Photo by Jessica Brophy

by Jessica Brophy


In the early days of European settlement along coastal Maine, island-hopping was the common way of life, said Dennis Robertson on Thursday, June 28, at a Brooklin Keeping Society presentation held at Bowden Hall.

Robertson shared insight into the history of Blue Hill’s Long Island. His family has lived there for several generations, and he and his family now visit a summer camp there.

Island-hopping was common, said Robertson, because roads were uncommon. “The highway was a wet highway,” said Robertson. “People used to hopscotch from island to island.”

As an example, one of the earliest Blue Hill (then Plantation Number 5) town meetings after Captain Joseph Wood and John Roundy established the settlement on Mill Island included a vote to go to Long Island to chop wood for the settlement.

Each island had its own resources and benefits, explained Robertson. Long Island had a granite quarry and a silver mine, and a sawmill. Paving stones were crafted on the island for the cities of New York and New Orleans, and more, each with its own size and cut.

The quarry employed many Long Island folk in the late 1800s and early 1900s. Many were Italian and Scottish masons.

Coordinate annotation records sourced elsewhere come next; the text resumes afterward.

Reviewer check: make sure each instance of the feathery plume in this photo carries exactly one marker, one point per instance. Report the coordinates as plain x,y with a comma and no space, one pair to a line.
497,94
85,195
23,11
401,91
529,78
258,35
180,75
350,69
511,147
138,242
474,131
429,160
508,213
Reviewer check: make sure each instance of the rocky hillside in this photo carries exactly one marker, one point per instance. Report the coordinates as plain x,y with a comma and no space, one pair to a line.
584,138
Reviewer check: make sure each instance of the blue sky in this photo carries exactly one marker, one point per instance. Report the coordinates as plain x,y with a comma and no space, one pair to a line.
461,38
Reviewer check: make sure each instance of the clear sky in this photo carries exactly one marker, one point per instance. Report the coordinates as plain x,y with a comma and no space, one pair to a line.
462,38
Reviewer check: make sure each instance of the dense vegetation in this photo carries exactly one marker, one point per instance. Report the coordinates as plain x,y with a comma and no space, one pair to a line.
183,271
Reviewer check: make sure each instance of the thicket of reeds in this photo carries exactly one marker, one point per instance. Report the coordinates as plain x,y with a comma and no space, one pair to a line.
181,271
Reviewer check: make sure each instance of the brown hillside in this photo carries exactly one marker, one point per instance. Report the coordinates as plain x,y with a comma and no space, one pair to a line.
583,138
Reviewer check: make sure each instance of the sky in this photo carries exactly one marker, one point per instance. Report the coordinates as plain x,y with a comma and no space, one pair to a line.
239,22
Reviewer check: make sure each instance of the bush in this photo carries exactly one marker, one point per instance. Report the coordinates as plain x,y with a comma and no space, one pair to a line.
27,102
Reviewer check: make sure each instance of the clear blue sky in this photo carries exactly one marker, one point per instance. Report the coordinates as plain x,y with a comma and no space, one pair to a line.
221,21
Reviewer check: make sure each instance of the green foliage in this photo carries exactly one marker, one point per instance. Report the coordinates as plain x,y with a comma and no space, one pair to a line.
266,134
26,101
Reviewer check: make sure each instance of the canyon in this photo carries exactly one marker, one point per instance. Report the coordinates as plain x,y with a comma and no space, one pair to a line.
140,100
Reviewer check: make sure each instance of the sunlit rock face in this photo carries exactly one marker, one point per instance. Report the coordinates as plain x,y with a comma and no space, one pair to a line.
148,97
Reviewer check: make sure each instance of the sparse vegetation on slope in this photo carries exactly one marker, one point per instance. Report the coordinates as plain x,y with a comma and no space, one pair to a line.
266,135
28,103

Robertson told one story of an inexperienced quarry hand who operated the railway handcart which moved material from the quarry to the shore. A ship was in the harbor, loading granite. The quarry hand was told to start breaking with the cart’s hand brake as soon as he rounded a particular corner. He managed fine the first time, said Robertson, but the second time he decided to wait a bit longer to apply the brake. He ended up driving the cart into another cart, which sailed through the air across the bay.

“They say it took two tides for that captain to clean his underwear,” said Robertson.

The quarry only operated for four or five years, said Robertson. In 1890 there were 81 people living on the island. At that time there was a school, a store, a boarding house and more. Twenty-five fish weirs, 400 sheep and ample deer kept people fed.

Island life was a different kind of life, said Robertson, who talked about the different steamers and inter-island friendships. People would stock up for the winter with a barrel of flour, a crate of crackers, 25 gallons of molasses and “enough coffee and tea for the winter.”

Children were cherished, but they were also tools to help around the family farms and homes, said Robertson. “Everyone had chores,” he said.

“Some people get real scared [about being out on the island], like ‘What are you going to do if the wind comes up?,’” said Robertson. “I’ve been going out since the 1940s and it hasn’t blown away yet.”

By 1920, nearly everyone had moved off the island and there was no year-round community left. “The world had begun to slide into another era,” Robertson said of the early years in the 20th century.

“Islands have a great way of making you feel one way or the other,” said Robertson. “Some people love it and can’t wait to get back, and some people hate it. There’s no middle ground.”